Professor Mohsenian-Rad Receives NSF Grant and Teaching Award

Riverside, Ca –

Professor Mohsenian-Rad Receives the BCOE Excellence in Teaching Award

Associate Professor Hamed Mohsenian-Rad has received the Marlan and Rosemary Bourns College of Engineering (BCOE) Excellence in Teaching Award. This award is given annually in special recognition for dedication and contribution to advancing the teaching profession through creative engagement and innovation. The award was presented to Prof. Mohsenian-Rad by Prof. Sharon Walker the Interim Dean of the College of Engineering in the 2017 Annual BCOE College Meeting.

Professor Mohsenian-Rad Receives $270K from NSF to Study Counter Intuitive Observations in Electricity Markets

Associate Professor Hamed Mohsenian-Rad has received $270K from the National Science Foundation (NSF) to build new mathematical tools to investigate and explain the complex and sometimes counter-intuitive results of placing convergence bids (CBs), a.k.a., virtual bids (VBs), in wholesale electricity markets. Several Independent System Operators (ISOs) in the U.S. have adopted CBs with the general assumption that CBs would enhance market efficiency by lowering the gap between the prices in the day-ahead market (DAM) and prices in the real-time market (RTM).

However, analysis of ISO market data over the past few years has led to a current state of uncertainty and debate about the true advantages or disadvantages of CBs in electricity markets and their impact on utility customers and generation firms.

What is alarming is the reason behind having such debates: there is currently no clear scientific understanding of how CBs work (or don't work) in wholesale electricity markets.
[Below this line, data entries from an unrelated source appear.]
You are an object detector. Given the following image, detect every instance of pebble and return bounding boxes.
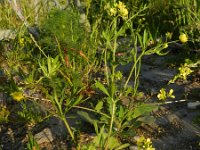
[34,128,54,144]
[187,101,200,109]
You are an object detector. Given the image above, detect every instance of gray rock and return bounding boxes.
[34,128,54,144]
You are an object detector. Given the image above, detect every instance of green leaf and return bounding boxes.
[107,137,120,149]
[95,101,103,112]
[95,81,110,97]
[132,104,158,118]
[77,111,97,124]
[115,143,130,150]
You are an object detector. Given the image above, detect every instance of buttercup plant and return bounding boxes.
[157,88,175,101]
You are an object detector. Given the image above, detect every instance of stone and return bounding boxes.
[34,128,54,144]
[187,101,200,109]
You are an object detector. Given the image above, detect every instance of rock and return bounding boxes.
[34,128,54,144]
[129,145,138,150]
[187,101,200,109]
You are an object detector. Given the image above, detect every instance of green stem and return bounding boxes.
[61,115,75,141]
[105,98,116,150]
[73,106,110,118]
[124,51,145,89]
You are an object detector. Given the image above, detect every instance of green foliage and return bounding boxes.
[0,105,10,123]
[41,7,84,49]
[0,0,200,150]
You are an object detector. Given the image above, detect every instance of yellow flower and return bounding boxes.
[110,8,117,16]
[10,92,24,102]
[179,33,188,43]
[165,32,172,40]
[19,38,24,46]
[157,88,175,100]
[163,43,168,48]
[117,1,128,19]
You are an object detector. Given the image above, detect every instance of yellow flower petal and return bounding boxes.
[179,33,188,43]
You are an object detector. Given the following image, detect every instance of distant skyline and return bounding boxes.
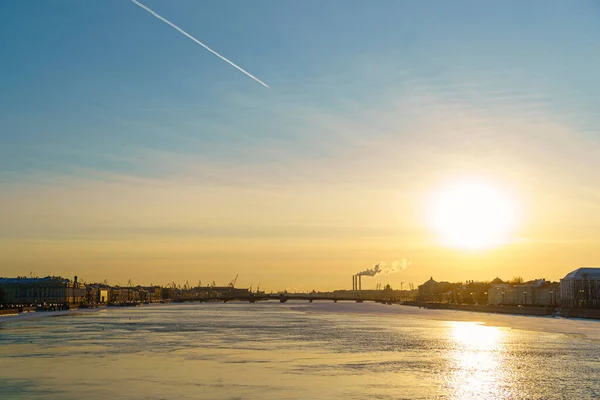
[0,0,600,290]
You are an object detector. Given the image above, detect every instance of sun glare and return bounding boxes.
[429,182,515,250]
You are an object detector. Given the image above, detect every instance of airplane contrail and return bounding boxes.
[131,0,269,88]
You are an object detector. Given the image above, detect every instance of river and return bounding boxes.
[0,302,600,400]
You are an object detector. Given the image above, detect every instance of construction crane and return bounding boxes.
[127,279,133,301]
[227,274,240,288]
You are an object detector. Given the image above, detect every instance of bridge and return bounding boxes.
[174,292,401,304]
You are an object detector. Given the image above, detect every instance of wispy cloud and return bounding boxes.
[131,0,269,88]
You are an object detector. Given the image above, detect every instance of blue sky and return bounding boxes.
[0,0,600,288]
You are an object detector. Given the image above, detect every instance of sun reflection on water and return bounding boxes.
[447,322,516,399]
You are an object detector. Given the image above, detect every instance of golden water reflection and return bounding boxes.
[447,322,517,399]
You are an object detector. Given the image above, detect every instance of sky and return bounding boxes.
[0,0,600,290]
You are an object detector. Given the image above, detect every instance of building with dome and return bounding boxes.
[560,267,600,309]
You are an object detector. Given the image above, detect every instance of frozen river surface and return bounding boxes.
[0,303,600,400]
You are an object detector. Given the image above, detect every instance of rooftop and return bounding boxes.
[0,276,69,284]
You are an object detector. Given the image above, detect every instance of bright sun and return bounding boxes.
[429,182,516,249]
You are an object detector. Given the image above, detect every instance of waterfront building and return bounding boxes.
[488,279,560,306]
[560,267,600,309]
[0,276,86,305]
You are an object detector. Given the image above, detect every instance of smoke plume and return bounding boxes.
[356,258,411,276]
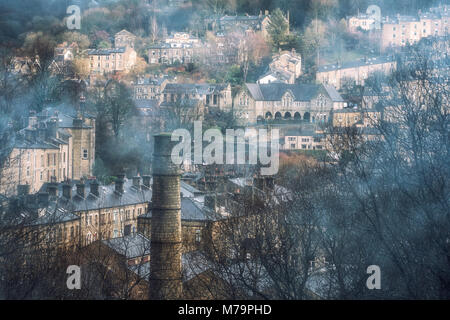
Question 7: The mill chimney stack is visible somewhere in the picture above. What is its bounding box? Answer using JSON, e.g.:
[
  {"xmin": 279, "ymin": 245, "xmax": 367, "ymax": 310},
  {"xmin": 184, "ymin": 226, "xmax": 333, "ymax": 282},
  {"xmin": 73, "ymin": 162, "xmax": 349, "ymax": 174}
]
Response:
[{"xmin": 150, "ymin": 134, "xmax": 182, "ymax": 300}]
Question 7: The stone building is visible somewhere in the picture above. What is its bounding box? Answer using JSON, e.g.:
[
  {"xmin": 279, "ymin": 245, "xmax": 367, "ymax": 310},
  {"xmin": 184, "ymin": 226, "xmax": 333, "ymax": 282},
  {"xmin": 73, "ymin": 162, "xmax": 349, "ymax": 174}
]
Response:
[
  {"xmin": 381, "ymin": 5, "xmax": 450, "ymax": 50},
  {"xmin": 132, "ymin": 76, "xmax": 169, "ymax": 100},
  {"xmin": 206, "ymin": 10, "xmax": 289, "ymax": 38},
  {"xmin": 280, "ymin": 129, "xmax": 325, "ymax": 150},
  {"xmin": 41, "ymin": 175, "xmax": 152, "ymax": 246},
  {"xmin": 138, "ymin": 197, "xmax": 214, "ymax": 252},
  {"xmin": 0, "ymin": 109, "xmax": 95, "ymax": 195},
  {"xmin": 234, "ymin": 83, "xmax": 347, "ymax": 124},
  {"xmin": 161, "ymin": 83, "xmax": 232, "ymax": 110},
  {"xmin": 347, "ymin": 13, "xmax": 381, "ymax": 32},
  {"xmin": 114, "ymin": 29, "xmax": 136, "ymax": 48},
  {"xmin": 148, "ymin": 32, "xmax": 205, "ymax": 64},
  {"xmin": 316, "ymin": 56, "xmax": 397, "ymax": 90},
  {"xmin": 333, "ymin": 108, "xmax": 382, "ymax": 127},
  {"xmin": 87, "ymin": 46, "xmax": 137, "ymax": 74}
]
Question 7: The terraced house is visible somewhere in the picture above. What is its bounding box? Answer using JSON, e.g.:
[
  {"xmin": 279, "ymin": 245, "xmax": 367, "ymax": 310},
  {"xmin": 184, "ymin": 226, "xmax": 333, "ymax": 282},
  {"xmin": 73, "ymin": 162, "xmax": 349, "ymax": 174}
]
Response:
[
  {"xmin": 88, "ymin": 46, "xmax": 136, "ymax": 74},
  {"xmin": 234, "ymin": 83, "xmax": 347, "ymax": 124}
]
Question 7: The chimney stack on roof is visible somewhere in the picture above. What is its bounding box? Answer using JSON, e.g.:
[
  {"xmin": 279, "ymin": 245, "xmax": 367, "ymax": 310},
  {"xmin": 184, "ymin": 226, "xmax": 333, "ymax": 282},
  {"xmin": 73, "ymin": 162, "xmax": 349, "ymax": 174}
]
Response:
[
  {"xmin": 47, "ymin": 118, "xmax": 59, "ymax": 138},
  {"xmin": 38, "ymin": 192, "xmax": 49, "ymax": 208},
  {"xmin": 77, "ymin": 181, "xmax": 86, "ymax": 199},
  {"xmin": 47, "ymin": 177, "xmax": 58, "ymax": 197},
  {"xmin": 205, "ymin": 194, "xmax": 217, "ymax": 212},
  {"xmin": 142, "ymin": 176, "xmax": 152, "ymax": 188},
  {"xmin": 17, "ymin": 184, "xmax": 30, "ymax": 196},
  {"xmin": 133, "ymin": 176, "xmax": 141, "ymax": 190}
]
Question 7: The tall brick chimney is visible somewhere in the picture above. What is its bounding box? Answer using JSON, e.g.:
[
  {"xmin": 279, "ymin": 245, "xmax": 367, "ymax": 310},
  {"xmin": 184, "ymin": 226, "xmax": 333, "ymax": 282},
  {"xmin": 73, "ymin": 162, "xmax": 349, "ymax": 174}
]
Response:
[{"xmin": 150, "ymin": 134, "xmax": 182, "ymax": 300}]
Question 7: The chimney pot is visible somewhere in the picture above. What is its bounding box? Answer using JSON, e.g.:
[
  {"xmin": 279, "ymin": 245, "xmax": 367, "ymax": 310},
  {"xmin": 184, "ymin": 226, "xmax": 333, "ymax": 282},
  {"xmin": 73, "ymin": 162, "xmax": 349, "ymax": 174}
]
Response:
[
  {"xmin": 133, "ymin": 176, "xmax": 141, "ymax": 189},
  {"xmin": 142, "ymin": 176, "xmax": 151, "ymax": 188},
  {"xmin": 17, "ymin": 184, "xmax": 30, "ymax": 196},
  {"xmin": 114, "ymin": 174, "xmax": 125, "ymax": 194},
  {"xmin": 63, "ymin": 183, "xmax": 72, "ymax": 200},
  {"xmin": 38, "ymin": 192, "xmax": 49, "ymax": 207},
  {"xmin": 47, "ymin": 182, "xmax": 58, "ymax": 197}
]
Professor Hamed Mohsenian-Rad's recent studies have shown that some of the concerns that are recently raised by ISOs about CBs are fundamental and have root causes that can be understood through mathematical analysis and illustrative examples.

In brief, many of these issues are due to the physics of transmission lines, generators, and loads, which do not allow application of the generally accepted principles of market efficiency as observed in trading in other financial and commodity marketplaces.